And thus I learned how to sponge bathe and did so in my room every evening after work. Filling the pail with hot water from the kitchen or, if I could find it open, the laundry room, I carried it to my room for my evening ritual. First I poured out some water to shave in. After shaving, I took a quick sponge bath, and while the water was still hot, I soaked my feet, a heavenly sensation after being on them on the hard floors all day.
In the two months that I worked at Hotel Sternen, I went through this bathing routine every evening. Well, there was one exception.

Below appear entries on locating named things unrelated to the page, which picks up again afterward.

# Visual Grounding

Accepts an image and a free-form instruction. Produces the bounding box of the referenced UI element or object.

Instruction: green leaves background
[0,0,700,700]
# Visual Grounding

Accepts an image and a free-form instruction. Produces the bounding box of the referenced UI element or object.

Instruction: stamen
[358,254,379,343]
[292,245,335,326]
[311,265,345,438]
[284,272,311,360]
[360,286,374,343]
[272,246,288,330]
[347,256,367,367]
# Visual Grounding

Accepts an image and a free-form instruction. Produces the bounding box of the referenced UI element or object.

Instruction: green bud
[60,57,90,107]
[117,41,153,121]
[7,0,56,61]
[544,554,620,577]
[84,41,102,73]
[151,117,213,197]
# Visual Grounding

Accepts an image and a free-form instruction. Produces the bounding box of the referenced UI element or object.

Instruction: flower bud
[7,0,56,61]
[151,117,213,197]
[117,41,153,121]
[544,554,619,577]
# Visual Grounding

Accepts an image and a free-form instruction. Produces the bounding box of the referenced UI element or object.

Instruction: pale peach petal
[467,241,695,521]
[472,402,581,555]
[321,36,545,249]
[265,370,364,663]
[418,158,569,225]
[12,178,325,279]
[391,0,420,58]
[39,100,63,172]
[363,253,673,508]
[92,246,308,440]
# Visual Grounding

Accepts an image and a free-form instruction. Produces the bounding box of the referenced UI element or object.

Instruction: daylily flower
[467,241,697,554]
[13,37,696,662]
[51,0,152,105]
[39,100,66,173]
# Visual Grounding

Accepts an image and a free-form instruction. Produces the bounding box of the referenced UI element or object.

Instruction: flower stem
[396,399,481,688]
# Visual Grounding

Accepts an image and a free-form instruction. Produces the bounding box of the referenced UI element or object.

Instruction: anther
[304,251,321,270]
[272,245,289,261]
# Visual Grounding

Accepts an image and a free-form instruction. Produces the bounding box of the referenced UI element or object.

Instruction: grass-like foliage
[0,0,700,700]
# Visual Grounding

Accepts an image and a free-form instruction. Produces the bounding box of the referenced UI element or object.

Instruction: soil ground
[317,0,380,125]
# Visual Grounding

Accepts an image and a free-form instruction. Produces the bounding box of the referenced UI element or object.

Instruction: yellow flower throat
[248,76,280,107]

Within a week of our arrival, we discovered the large, deep bathtub in the laundry room on the second floor. Diane worked as a chambermaid, cleaning rooms and changing linens on beds. The used linens she took to the laundry room, so she probably spotted the bathtub first. Naturally, she and Denise began to discuss the prospect of a deep, hot bath. This idea seemed to grow and take on added dimensions of meaning as the days passed and they tried to adjust to bathing themselves in the sink. I didn’t envy them that sink either. It was small and probably held about half the water of my bucket. There was no way you could soak both feet in it at the same time. As for shampooing hair, I have no idea what they did. Well, the girls worked themselves into a state of longing and expectation that only a deep tub of steaming hot water would satisfy. You might say that they were obsessed with the laundry room bathtub. In reality, they likely would have been obsessed with any tub. Or a shower for that matter.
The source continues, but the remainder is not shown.